ロジャーズはこれまでの古い諸方法を指示的(directive)とし、自分の新しい立場を非指示的(non-directive)としました。指示的で問題のある方法として、命令、禁止、訓戒と誓約、再保証と勇気づけ、説得、強力なアドバイスなどを挙げています。ここで問題があるとされている方法は現実に多く使われて効果も上げています。また、問題によって指示的と非指示的を使い分けることが肝心でしょう。ロジャーズが指摘しているのは、例えば指導的立場の人が自分の見方や考え方をあらかじめ決めて、相手の話を聞いていき、相手をある方向にあざやかに引張っていこうとするやり方に対して危険性を訴えました。そういうやり方をすれば、自立心をもった人は必然的に抵抗するだけだし、依存的な人はますます依存性を強める結果になります。

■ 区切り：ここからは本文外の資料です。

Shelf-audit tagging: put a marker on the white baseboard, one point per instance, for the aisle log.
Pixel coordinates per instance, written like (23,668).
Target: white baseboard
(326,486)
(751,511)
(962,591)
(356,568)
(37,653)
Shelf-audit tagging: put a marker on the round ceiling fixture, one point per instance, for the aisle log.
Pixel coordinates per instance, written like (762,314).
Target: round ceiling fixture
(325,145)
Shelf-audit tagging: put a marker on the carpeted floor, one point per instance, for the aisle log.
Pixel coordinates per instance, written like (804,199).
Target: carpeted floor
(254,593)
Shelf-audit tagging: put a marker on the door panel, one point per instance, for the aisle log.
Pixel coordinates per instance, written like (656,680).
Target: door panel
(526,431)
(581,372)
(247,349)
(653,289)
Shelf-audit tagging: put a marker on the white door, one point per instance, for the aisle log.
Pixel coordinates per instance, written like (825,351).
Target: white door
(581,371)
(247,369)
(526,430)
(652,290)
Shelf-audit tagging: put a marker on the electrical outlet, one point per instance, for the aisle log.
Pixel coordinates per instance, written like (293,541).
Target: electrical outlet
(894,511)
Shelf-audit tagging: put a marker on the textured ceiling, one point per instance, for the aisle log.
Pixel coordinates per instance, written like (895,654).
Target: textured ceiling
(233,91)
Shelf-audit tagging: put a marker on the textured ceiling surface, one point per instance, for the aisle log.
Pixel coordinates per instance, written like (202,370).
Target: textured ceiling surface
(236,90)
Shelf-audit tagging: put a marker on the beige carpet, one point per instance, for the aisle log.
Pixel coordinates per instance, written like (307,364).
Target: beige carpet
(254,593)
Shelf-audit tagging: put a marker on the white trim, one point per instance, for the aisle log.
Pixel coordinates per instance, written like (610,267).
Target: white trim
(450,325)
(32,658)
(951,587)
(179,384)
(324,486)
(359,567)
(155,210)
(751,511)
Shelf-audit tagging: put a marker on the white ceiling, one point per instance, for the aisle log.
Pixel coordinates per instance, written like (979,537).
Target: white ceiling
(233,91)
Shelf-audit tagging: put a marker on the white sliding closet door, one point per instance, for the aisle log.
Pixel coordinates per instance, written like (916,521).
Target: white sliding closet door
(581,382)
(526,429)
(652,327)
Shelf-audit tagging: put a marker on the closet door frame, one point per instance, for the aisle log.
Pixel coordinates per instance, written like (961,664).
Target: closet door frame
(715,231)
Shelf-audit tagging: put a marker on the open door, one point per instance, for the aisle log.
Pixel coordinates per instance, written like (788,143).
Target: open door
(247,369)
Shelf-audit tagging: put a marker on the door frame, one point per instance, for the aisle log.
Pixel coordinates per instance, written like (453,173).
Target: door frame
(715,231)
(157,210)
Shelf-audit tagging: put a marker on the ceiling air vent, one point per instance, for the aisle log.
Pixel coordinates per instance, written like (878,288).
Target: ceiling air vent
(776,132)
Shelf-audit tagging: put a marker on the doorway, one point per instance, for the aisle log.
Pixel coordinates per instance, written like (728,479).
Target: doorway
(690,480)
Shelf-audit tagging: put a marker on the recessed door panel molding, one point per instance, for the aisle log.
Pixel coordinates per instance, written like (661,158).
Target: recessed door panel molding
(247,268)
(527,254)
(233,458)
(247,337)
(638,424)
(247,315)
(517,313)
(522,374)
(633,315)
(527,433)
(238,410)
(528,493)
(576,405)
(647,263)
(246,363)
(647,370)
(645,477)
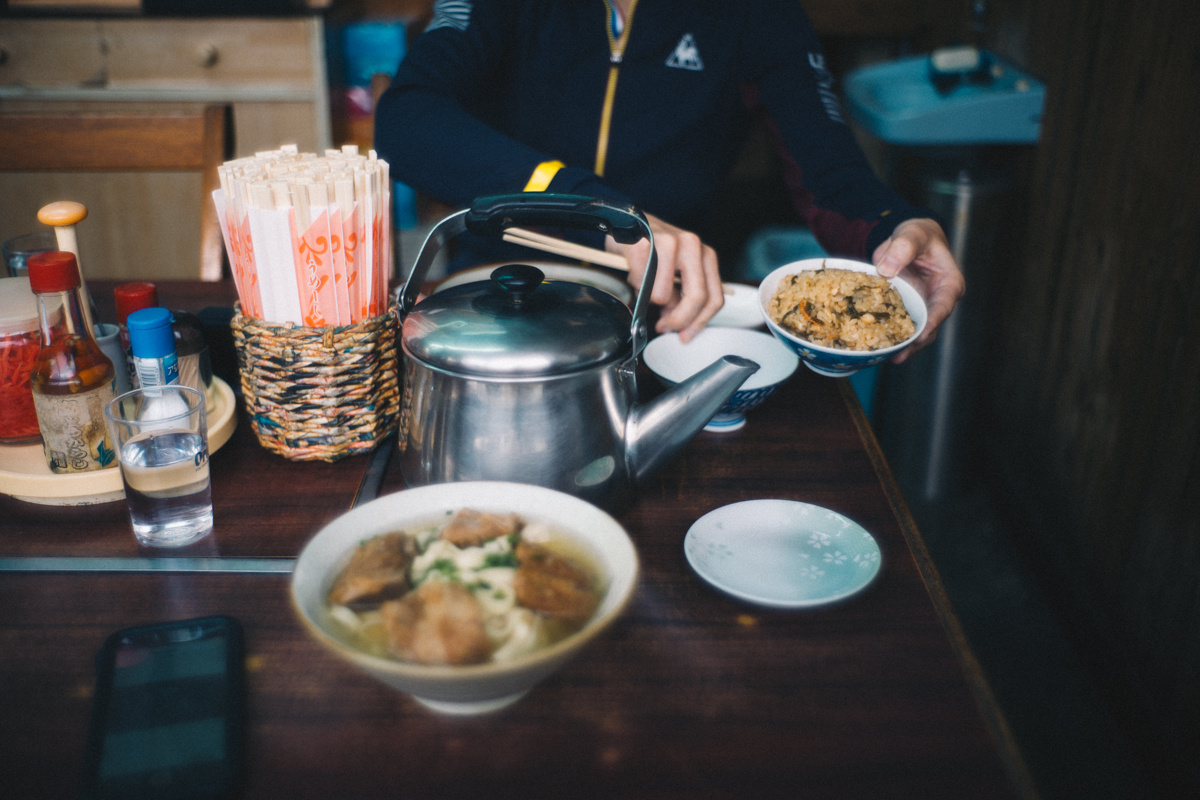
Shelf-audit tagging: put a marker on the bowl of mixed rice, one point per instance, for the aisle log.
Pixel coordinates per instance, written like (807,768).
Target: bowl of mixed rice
(839,316)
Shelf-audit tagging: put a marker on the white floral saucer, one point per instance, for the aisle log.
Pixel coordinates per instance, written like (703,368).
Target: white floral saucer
(781,553)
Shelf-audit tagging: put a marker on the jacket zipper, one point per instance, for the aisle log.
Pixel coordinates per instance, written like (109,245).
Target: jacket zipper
(616,53)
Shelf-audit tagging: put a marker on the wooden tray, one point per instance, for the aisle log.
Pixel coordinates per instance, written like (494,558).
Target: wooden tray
(24,474)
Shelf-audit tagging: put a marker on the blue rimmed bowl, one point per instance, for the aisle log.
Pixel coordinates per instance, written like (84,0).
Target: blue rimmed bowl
(829,361)
(672,362)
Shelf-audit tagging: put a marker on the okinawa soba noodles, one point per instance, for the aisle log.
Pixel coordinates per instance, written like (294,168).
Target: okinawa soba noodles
(474,589)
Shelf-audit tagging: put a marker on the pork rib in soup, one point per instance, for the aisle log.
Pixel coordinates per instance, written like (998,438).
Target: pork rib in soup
(479,588)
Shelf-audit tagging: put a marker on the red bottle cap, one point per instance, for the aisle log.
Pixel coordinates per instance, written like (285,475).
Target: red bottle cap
(133,296)
(53,271)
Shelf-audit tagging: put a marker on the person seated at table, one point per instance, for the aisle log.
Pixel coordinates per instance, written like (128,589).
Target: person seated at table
(648,103)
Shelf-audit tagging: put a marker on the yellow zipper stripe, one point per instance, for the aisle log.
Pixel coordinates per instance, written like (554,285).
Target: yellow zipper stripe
(616,53)
(605,121)
(543,174)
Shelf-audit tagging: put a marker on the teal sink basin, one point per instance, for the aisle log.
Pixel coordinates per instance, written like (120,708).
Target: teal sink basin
(899,103)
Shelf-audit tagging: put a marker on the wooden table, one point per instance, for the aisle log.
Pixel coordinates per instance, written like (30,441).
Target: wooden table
(690,695)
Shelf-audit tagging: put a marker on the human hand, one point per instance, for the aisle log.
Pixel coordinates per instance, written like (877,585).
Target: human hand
(681,253)
(918,248)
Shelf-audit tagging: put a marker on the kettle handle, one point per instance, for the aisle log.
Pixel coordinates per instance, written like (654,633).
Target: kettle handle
(491,216)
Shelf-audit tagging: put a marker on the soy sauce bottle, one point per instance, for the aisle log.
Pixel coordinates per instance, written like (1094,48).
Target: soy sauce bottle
(72,379)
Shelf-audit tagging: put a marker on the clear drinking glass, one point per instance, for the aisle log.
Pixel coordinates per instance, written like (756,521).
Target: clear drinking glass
(162,443)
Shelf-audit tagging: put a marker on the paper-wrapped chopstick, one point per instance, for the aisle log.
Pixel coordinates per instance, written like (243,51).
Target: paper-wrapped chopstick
(309,236)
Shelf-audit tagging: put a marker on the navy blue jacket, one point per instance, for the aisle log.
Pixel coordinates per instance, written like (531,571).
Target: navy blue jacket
(495,88)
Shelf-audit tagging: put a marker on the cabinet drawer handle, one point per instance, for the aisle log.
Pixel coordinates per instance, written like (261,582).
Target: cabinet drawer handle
(208,55)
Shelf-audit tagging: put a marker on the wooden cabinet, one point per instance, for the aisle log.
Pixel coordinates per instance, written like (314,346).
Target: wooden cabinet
(270,71)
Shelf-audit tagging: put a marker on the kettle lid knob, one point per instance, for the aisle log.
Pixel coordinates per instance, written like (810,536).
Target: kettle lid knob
(519,281)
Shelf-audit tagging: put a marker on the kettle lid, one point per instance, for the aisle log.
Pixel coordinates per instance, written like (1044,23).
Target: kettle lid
(517,325)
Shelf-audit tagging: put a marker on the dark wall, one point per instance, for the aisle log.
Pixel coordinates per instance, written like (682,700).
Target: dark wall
(1096,400)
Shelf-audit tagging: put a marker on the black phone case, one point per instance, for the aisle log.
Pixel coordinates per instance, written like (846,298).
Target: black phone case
(234,720)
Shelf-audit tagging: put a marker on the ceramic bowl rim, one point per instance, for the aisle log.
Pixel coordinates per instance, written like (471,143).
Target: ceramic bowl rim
(751,383)
(767,288)
(463,673)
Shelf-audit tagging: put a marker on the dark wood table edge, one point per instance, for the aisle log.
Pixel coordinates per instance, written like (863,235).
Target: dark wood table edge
(994,717)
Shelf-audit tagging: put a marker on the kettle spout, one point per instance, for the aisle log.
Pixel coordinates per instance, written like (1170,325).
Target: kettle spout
(657,431)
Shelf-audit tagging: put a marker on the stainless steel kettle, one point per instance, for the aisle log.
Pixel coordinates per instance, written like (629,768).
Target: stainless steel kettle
(531,380)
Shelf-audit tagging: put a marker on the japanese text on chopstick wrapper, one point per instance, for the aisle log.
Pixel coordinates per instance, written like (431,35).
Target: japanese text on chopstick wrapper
(309,236)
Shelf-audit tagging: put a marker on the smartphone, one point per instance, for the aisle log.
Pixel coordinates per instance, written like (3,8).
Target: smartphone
(167,714)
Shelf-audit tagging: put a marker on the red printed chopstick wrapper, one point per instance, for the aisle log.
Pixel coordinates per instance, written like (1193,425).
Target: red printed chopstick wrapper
(315,271)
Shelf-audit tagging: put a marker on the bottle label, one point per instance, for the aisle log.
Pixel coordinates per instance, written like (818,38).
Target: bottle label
(157,372)
(75,435)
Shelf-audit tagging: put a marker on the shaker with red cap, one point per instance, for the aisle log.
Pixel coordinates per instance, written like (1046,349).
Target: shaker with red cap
(72,379)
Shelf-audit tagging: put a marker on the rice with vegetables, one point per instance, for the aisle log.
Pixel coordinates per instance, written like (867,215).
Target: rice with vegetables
(841,308)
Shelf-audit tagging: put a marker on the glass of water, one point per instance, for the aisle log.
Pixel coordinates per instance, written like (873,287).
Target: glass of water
(162,443)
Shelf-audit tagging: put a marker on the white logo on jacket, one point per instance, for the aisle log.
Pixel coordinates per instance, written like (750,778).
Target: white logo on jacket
(687,54)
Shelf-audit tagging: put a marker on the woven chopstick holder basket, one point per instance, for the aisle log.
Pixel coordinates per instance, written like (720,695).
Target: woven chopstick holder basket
(319,394)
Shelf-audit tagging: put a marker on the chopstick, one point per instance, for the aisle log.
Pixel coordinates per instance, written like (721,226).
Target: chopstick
(563,247)
(570,250)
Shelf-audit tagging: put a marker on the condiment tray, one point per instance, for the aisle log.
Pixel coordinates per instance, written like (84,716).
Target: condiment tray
(24,474)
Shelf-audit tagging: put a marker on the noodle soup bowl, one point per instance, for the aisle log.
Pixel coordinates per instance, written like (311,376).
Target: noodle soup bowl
(471,689)
(838,362)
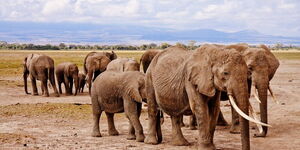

ロジャーズ自身の経験から、「この人の問題はこういうことじゃないか」とレッテルを貼ってしまうことに慎重になったといいます。ロジャーズは、自分のことを自由に話せる(自問自答ができる)場をつくることがもっとも大切であり、心理的自由の中で人は変化していくことを強調しています。そしてカウンセリングを実践する際には、相手に対して共感的な態度で接すること、そして、相手をいかに理解したかを「レスポンス」(反応)すること、言行一致している態度(言っていることとやっていることが一致している)を示すこと、自分の資質(人間性や特微)を活かしたやり方で行うこと、個人がお互いに信頼関係を持てるような雰囲気を用意することで葛藤やテンションが減ることをポイントとしました。